As part of her doctoral research, Dixon's graduate student Ashleigh Moore, Ph.D., decided to closely analyze a particular SNP associated with abnormally high COX-2 protein levels in certain cancers. It's a seemingly minute change: in one region of the COX-2 gene, a single C occupies the spot where a T should be.
"There's something about the gene having this one C instead of T that allows COX-2 to be overexpressed, and we wanted to figure out why," Moore says.
Diving deeper into molecular biology, she and Dixon discovered that this switch from T to C affected the function of a microRNA called miR-542. Neither genes nor proteins, microRNAs are short strings of bases that - like Oscar the Grouch - have an affinity for trash.
How so? Proteins come from genes, but not directly. Intermediaries called transcripts have to be generated first. MicroRNAs bind to some transcripts, labeling them as trash: instead of being turned into proteins, the marked transcripts are destroyed. It's a routine exercise that keeps a lid on the levels of any one protein.
"Specifically, miR-542 acts as a controlling switch for the COX-2 protein and ensures that it isn't overproduced," Moore says. She found that this single base change from T to C disrupts the ability of miR-542 to attach to COX-2 transcripts. Essentially, miR-542 can no longer perform its main task - dragging COX-2 transcripts to the trash - which in turn allows for unfettered protein production. Moore and Dixon published their findings in the August 2012 issue of the journal Oncogene.
"Will this inability to turn off COX-2 protein production cause cancer?" Dixon says. "No. But might it be a promoting force in making cancer worse? Yes, according to the scientific literature."
Intriguingly, epidemiological studies have shown that the distribution of this particular SNP varies across ethnic groups: 38 percent in people of African descent, 11 percent in Caucasians and less than one percent in Asians. With Dixon and Moore's discovery that this SNP basically jams the accelerator in COX-2 protein production, a clearer picture is emerging not only as to why African Americans are at greater risk of developing colon cancer, but why out-of-whack COX-2 levels are the norm in this disease.
A potential application of this research - still hypothetical at this point - lies in the expanding area of targeted cancer therapies. "In the future, patients could find out if they have this particular SNP through, for example, a cheek swab for DNA," Dixon says. "Those with C instead of T would have tumors with higher COX-2 protein levels, which means that they might be more likely to benefit from drugs that suppress COX-2." Unfortunately, he adds, current COX-2 inhibitors, including various anti-inflammatory drugs, are double-edged swords. They often cause severe cardiovascular and gastrointestinal side effects.

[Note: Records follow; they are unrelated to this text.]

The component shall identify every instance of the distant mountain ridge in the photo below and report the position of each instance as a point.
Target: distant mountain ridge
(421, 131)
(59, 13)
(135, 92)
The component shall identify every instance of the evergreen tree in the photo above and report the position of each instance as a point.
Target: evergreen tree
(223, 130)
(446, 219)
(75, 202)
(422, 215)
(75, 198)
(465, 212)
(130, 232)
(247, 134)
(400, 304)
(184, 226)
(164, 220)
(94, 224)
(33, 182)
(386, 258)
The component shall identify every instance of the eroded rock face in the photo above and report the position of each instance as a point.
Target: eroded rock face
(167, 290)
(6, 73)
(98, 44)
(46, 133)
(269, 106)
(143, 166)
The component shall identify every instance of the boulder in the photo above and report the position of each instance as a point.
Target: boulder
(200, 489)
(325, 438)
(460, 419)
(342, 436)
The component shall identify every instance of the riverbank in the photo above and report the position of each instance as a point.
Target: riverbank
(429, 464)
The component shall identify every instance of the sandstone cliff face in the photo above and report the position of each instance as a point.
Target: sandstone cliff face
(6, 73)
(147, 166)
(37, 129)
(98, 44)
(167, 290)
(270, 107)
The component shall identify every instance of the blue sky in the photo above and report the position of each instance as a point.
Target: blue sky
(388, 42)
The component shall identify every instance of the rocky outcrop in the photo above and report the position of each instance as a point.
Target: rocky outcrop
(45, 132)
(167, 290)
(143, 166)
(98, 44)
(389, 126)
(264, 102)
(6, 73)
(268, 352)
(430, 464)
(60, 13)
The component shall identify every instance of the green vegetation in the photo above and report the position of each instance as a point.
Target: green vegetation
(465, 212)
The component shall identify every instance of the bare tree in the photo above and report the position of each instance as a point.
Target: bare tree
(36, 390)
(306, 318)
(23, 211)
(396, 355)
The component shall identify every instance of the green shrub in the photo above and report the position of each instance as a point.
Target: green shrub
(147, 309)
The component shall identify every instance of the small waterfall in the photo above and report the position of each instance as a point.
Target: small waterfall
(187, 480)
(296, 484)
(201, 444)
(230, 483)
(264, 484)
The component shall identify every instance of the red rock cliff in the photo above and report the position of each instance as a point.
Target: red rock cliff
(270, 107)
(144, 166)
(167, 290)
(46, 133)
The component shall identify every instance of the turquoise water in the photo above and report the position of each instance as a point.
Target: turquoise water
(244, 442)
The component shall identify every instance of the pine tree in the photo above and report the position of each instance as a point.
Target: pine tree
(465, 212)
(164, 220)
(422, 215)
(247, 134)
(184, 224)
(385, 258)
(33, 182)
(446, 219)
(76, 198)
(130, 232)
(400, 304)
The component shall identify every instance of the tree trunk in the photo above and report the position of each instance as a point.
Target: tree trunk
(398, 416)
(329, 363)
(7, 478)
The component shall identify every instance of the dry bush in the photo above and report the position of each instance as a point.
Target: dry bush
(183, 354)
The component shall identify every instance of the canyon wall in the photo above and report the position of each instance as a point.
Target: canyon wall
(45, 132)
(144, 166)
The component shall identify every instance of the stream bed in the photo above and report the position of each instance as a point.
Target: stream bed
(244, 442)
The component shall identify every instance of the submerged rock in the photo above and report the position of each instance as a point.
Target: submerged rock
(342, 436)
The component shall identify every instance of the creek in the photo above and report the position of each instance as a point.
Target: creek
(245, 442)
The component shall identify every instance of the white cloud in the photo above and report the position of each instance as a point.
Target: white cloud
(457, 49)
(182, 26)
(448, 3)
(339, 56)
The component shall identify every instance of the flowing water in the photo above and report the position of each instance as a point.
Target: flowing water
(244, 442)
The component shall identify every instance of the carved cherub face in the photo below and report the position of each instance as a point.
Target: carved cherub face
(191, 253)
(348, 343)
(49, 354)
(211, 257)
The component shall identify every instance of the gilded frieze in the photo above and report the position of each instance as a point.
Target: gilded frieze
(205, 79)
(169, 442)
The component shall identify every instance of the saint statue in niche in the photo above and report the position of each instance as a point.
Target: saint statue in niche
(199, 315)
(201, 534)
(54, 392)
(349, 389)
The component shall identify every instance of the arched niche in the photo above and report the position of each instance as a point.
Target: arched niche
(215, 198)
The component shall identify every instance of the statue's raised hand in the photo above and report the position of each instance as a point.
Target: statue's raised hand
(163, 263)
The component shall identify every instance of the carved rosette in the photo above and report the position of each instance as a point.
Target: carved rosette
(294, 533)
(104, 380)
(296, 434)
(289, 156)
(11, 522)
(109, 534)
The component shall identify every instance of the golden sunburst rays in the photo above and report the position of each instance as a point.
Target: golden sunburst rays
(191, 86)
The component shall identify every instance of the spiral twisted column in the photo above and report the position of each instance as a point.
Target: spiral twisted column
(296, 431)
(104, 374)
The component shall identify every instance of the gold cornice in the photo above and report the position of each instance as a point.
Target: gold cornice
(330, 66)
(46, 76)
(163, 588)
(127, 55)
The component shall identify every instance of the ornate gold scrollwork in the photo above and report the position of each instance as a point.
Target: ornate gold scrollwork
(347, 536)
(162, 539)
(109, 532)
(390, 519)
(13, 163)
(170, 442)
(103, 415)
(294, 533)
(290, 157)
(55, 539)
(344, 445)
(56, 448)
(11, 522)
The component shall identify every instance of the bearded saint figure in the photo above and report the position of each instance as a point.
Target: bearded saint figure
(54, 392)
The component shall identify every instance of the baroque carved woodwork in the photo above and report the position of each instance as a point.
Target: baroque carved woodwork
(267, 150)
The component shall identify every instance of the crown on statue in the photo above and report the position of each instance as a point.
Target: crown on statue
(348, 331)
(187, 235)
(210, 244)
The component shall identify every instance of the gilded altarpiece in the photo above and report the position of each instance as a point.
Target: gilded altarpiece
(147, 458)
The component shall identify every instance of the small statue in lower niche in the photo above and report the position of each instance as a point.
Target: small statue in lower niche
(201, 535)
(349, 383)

So Dixon would ultimately like to find a way to reverse the effect of the C to T base change that renders miR-542 incapable of doing its job. Along with collaborators at The University of Kansas Cancer Center, including Raymond Perez, M.D., and Ross Stein, Ph.D., he is beginning a study - newly funded by a KU Cancer Center pilot award - to discover drugs that selectively kill cancer cells harboring this genetic change.
"Too often, we're only aware that a certain SNP is associated with a disease, but we don't know how exactly that SNP is functioning to influence gene expression, or what to do about it," he says. "I believe it's important to show a cause-and-effect relationship. If we get some hits with this new study, we'll have fixed the problem and bypassed the known side effects of current COX-2 inhibitors."